It’s me, your mother. I know you hate it when I tell you about my teenage years considering I went through them last century. I also know you think I’m too old and forgetful and not really up on the terminology so what could I possible contribute to your social life.
So much has changed since I was in high school and college in the late ‘80s and ‘90s, and I get that you don’t really want to listen to what I have to say.
But you should—not just because you should always listen to you mother (but so much that), but more because even though you have more opportunities and are able to send a message or FaceTime with your friends at the drop of a hat, the one thing that hasn’t changed about friends and friendship over the decades is how a true friend makes you feel.
A real friendship is honest and giving and makes you feel alive. When you have that kind of comfortable bond with another person, you trust them; they feel like home; you are better after being around them.
I know I say this all the time, but it’s worth repeating: high school is naturally a time of high-drama and anxiety between friends. It always has been and probably always will be. There are a bunch of hormone-driven teenagers trying to figure themselves out. It’s normal, it’s okay, you will survive this.
I’m not blind to the fact you are sharing really intense experiences with you friends, wanting to be with them every moment, talking all the time, sharing clothes and wanting to dye your hair the same color, only to stop talking about them in a few months, or watch your friendship morph into something else.
That is just the cycle of being a teenager– you’re growing and changing at such a rapid rate and sometimes friends stay with you through that ride and sometimes they change– and that’s all okay.
There’s no need to worry because you will find your people– it just might not be until later when you go to college. You know about the friendships I made in college— I talk about them all the time– I believe they were stronger than the friendships I had in high school for a few reasons.
When you go away to school, you have this freedom of getting to start over in every way. And choosing who you spend a lot of your time with is one of the best parts of your new life.
You will meet women and men who you will eat with, you will sit through lectures with them, you will work on projects together, celebrate together, and stay up until all hours of the night talking, enjoying each other’s company.

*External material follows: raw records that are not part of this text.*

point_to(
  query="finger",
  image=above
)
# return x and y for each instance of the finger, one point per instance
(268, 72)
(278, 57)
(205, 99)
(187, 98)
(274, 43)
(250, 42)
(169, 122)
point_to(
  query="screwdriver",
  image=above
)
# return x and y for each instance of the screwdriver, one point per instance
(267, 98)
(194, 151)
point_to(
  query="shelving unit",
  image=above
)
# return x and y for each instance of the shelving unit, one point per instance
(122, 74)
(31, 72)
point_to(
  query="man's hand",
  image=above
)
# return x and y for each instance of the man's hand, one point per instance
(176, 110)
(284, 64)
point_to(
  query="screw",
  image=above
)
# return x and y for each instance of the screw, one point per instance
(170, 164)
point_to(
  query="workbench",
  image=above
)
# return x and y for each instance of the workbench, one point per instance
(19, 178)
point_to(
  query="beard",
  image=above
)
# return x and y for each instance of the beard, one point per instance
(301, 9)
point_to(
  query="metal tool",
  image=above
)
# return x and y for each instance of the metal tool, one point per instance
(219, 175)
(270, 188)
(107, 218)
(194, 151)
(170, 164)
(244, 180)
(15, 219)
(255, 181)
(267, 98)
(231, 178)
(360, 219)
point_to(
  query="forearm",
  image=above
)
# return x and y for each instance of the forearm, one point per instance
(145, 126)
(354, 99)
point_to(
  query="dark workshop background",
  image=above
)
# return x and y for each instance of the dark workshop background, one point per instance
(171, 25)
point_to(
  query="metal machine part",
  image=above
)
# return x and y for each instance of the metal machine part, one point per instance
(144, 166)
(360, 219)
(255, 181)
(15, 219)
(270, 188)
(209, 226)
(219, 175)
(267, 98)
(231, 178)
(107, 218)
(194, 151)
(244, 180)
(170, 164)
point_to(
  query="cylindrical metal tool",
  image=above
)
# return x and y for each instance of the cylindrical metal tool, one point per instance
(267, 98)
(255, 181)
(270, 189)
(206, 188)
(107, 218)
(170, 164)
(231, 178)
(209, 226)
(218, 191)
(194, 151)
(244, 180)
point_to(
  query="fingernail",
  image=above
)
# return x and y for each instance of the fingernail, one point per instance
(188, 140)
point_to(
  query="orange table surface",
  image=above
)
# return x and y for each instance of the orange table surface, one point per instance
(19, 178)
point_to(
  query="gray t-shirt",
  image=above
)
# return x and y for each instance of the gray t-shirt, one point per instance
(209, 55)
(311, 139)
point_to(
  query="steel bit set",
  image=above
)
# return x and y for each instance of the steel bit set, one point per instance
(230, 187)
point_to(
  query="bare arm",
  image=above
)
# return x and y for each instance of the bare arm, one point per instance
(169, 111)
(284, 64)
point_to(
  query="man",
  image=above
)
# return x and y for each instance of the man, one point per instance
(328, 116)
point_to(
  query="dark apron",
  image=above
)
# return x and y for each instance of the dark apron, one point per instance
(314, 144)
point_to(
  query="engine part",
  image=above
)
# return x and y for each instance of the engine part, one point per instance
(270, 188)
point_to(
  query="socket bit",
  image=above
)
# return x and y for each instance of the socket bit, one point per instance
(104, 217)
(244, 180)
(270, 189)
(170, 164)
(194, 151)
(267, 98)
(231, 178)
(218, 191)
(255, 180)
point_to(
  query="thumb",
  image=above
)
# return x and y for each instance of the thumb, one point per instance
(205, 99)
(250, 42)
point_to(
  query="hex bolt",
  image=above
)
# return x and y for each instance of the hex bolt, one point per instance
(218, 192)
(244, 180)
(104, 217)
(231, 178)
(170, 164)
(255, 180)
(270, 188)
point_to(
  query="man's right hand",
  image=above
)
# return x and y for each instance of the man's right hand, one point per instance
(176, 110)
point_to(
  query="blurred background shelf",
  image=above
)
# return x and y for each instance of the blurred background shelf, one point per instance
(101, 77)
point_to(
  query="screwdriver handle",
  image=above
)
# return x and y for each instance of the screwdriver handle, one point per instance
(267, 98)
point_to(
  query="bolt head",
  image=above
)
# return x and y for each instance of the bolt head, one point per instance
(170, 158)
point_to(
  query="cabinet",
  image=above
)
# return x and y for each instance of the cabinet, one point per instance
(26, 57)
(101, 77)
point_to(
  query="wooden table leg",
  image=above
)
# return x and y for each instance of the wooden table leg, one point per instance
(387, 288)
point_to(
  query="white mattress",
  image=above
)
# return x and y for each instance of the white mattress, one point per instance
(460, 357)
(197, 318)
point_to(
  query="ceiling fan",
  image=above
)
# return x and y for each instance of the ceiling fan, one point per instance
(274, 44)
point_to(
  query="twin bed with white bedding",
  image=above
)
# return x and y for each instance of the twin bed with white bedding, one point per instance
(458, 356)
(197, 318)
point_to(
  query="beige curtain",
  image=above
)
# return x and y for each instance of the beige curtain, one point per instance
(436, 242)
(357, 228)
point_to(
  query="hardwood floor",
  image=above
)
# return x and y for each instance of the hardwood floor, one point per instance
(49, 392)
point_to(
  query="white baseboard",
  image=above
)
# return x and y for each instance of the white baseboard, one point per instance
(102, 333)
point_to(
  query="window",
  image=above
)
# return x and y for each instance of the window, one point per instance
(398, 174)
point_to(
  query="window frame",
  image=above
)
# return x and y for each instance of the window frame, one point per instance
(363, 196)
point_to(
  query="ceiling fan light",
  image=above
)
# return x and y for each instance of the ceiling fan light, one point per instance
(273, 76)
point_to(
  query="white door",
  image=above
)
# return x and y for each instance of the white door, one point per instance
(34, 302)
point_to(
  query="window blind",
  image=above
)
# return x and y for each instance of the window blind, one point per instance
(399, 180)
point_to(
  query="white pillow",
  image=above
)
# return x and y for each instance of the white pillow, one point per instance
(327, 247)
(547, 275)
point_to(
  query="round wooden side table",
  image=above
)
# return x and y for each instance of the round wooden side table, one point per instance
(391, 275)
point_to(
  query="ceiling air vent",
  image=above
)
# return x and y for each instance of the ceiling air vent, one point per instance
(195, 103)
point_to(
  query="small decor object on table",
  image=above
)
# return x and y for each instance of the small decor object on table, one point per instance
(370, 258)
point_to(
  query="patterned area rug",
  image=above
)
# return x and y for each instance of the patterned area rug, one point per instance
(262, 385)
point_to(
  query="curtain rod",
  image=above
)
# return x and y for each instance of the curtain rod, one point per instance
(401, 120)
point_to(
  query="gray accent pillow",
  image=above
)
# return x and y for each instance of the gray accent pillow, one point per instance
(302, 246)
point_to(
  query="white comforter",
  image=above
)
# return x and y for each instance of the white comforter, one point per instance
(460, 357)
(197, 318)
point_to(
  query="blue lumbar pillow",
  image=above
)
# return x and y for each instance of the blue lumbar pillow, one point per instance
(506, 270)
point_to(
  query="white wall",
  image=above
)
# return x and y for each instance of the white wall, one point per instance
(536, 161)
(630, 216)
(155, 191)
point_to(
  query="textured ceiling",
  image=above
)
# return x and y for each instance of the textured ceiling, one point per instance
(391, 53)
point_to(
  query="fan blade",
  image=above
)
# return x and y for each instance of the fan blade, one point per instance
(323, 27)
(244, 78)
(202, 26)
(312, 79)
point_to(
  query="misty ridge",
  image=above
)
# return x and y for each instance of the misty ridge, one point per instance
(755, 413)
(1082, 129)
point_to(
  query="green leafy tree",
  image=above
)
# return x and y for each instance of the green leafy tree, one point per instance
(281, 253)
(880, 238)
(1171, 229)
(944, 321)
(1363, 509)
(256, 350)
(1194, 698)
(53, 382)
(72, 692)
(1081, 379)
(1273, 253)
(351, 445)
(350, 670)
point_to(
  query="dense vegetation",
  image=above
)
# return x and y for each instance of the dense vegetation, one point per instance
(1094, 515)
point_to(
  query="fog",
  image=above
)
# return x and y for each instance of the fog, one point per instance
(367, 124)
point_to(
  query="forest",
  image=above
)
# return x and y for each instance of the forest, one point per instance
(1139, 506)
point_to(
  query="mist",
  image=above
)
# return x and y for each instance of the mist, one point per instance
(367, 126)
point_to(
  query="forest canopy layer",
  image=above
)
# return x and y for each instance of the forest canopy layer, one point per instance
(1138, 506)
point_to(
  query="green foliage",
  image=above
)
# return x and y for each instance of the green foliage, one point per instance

These years are about seeing your way into adulthood together and through that discovery, certain friendships are cemented and will become lifelong relationships. It solidifies your bond and during this time you will have a very clear vision of what you want in a friendship.
So, when you are struggling with your friends, or having a hard time, or feeling like you don’t quite fit in, do me a favor: Take a moment to pause and remember you might not find your people until college.
It truly is the story for so many of us. And it’s not to say you won’t always stay in touch with high school friends– you even may have a best friend from high school for the rest of your life– I’m simply reminding you that when you go off to school, because of the circumstances and how much you evolve being on your own during those years, you not only find true friendship, they find you.
I know high school years aren’t easy; one day you feel like part of a tribe, and by the end of the week you aren’t so sure where you fit in. It’s confusing and it can make you feel disposable to some people but it won’t be like this forever– you won’t feel like this forever.
Pretty soon, you will get to leave high school and any angst it’s caused in the rearview mirror.
So, trust your old mother when I tell you, some the best friendships of your life haven’t even happened yet.